Last year unsurprisingly saw a significant rise in the usage and demand for mobile capabilities. Along with a huge shift towards cloud computing, it looks like mobile will be setting the agenda for many businesses owners and their IT departments in 2014. We’ve picked eight key areas of technology that we think will be dominating the year ahead.
1. BYOD & Mobile Device Management (MDM)
The proliferation of mobile devices into the workplace and the rise in demand for BYOD has created a scenario that many IT managers and business owners hadn’t really planned for. With devices connected to company networks, providing access to large amounts of sensitive data, the challenge for you is how to actually manage all these devices and apps without having complete control. 2014 will more than likely see a massive rise in demand for mobile device management (MDM) and enterprise mobility management (EMM) software, with many organisations adopting a secure, well thought out BYOD strategy that will provide the freedom demanded by employees whilst ensuring control and security in a way that’s simple to manage.
2. Cyborg Society
Wearable computing is going to be one of THE buzz topics this year, with many entrepreneurs and businesses looking to develop and produce innovative new products following in the wake of Google’s networked glasses, Google Glass, and Samsung’s smartwatch, Galaxy Gear. Recent trade shows (CES) have already outlined a number of innovative new developments and Juniper Research predicts that 130 million wearable devices will be deployed by 2018. Human interaction with devices, such as biometrics, motion sensors, facial recognition and eyeball tracking, is also going to be an area that is likely to develop, with Apple’s iPhone 5S Touch ID fingerprint recognition system paving the way last year.

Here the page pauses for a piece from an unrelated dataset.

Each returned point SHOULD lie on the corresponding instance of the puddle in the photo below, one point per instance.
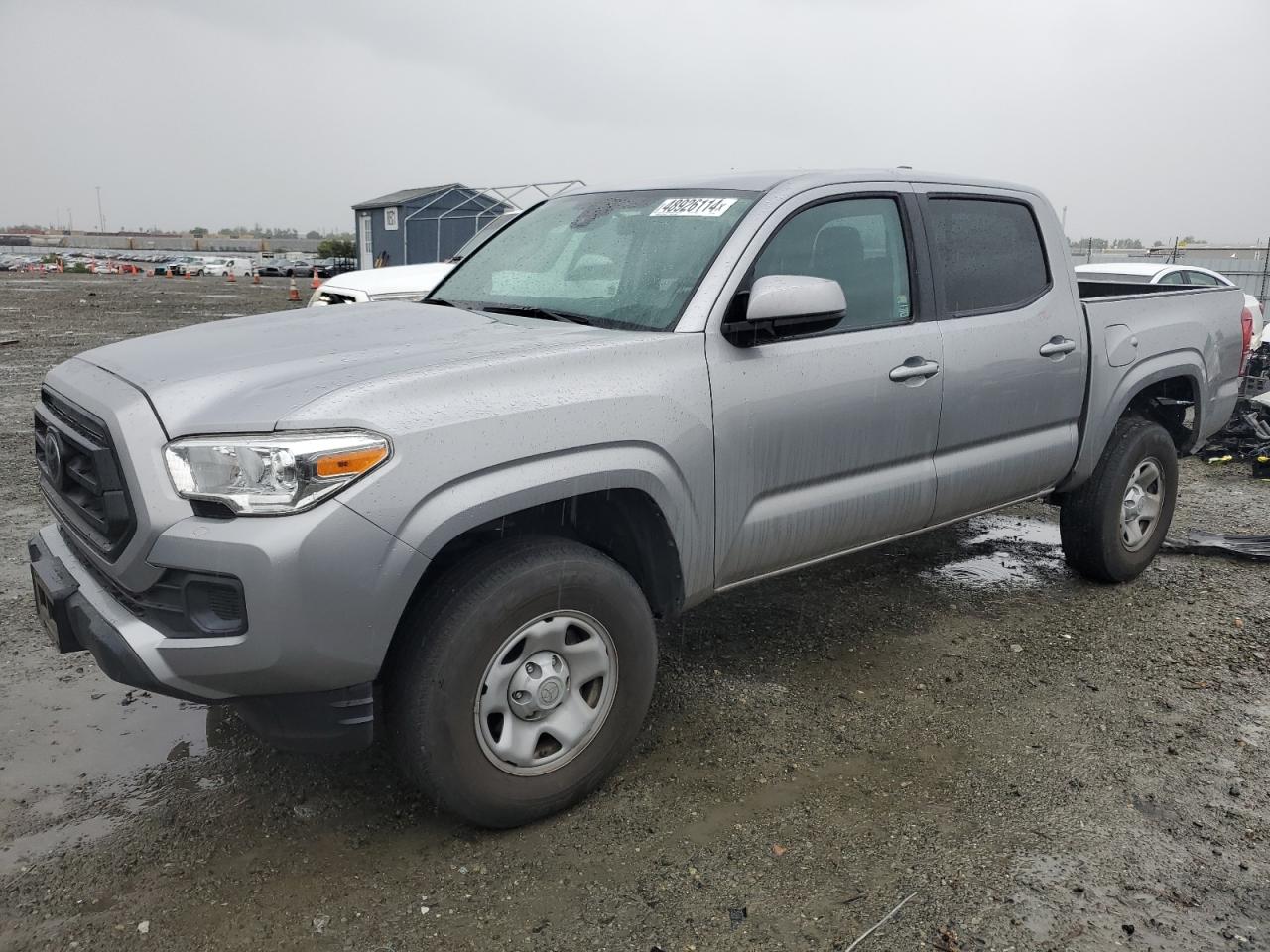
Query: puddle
(1003, 551)
(71, 749)
(70, 734)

3. Mobile Cloud Storage Wars
We appear to be entering a post PC era, with many consumers favouring mobile devices such as smartphones and tablets. These devices are generating a large amount of data – such as photos and videos – that users not only need to store somewhere, but also wasn’t to be able to access at any time. As a result, this is driving the demand for cloud storage and personal clouds, which is set to explode in 2014. According to Gartner, just 7% of consumer content was stored in the cloud in 2011, but this will grow to 36 percent in 2016. Dropbox has been at the forefront of this market, but with demand steadily increasing the likes of Google, Amazon, Apple, Microsoft, and a host of other smaller companies, are gearing up to cash in on this potentially lucrative business. Let the storage wars commence.
4. SME ERP Adoption
With increasing demand for interaction and collaboration between application suites for business streamlining, the adoption of ERP software solutions by managing directors and finance directors within small and mid-size organisations will continue to grow in 2014. As vendors begin to focus and launch of modern, flexible cloud-based systems, such as SAP Business ByDesign, it is now making this a viable proposition for SMEs.
5. Data Privacy
Edward Snowden’s contentious revelations about the NSA last year revealed a web of secrecy and spying that affected everyone around the globe, no matter who you were – from a small business in Devon to the head of one of Europe’s most powerful countries. It obviously generated public outcry having exposed the fact that data was not as secure as once thought. With major technology companies, especially ones that store vast amounts of data, susceptible to investigation and prying, data privacy is going to be a massive issue this year. Many organisations will be reviewing the systems they have in place and looking for a solution to protect their integrity
6. Enterprise Apps
7. Hybrid Clouds
There is growing consensus that 2014 will experience enterprises shifting operations to a hybrid cloud model. As Joe Baguley, chief technology officer EMEA, VMware pointed out to the Guardian: “A true hybrid cloud should enable businesses to extend their data centres into the public cloud using the tools and processes they’re used to, while ensuring they can scale up or down and flex in and out as market opportunities and, crucially, regulations dictate. Businesses will finally be able to separate the IT functions they need to differentiate, while commoditising everything else, and manage them both in exactly the same way.” Codestone already subscribe to this model and has realised both financial and operational benefits to its customers.
8. As-a-Service Platforms
The constantly changing and rapid development of new technologies means that financial directors within organisations cannot afford to invest huge CAPEX into hardware and software solutions for fear of being left behind. Many will therefore be looking to as-a-Service solutions to make sure that their business is flexible enough to adapt quickly to changing environments and new opportunities – especially with so-called signs of recovery beginning to emerge. Gartner predicts that 20% of spending on new technologies will be on fully integrated as-a-Service platform solutions by 2018.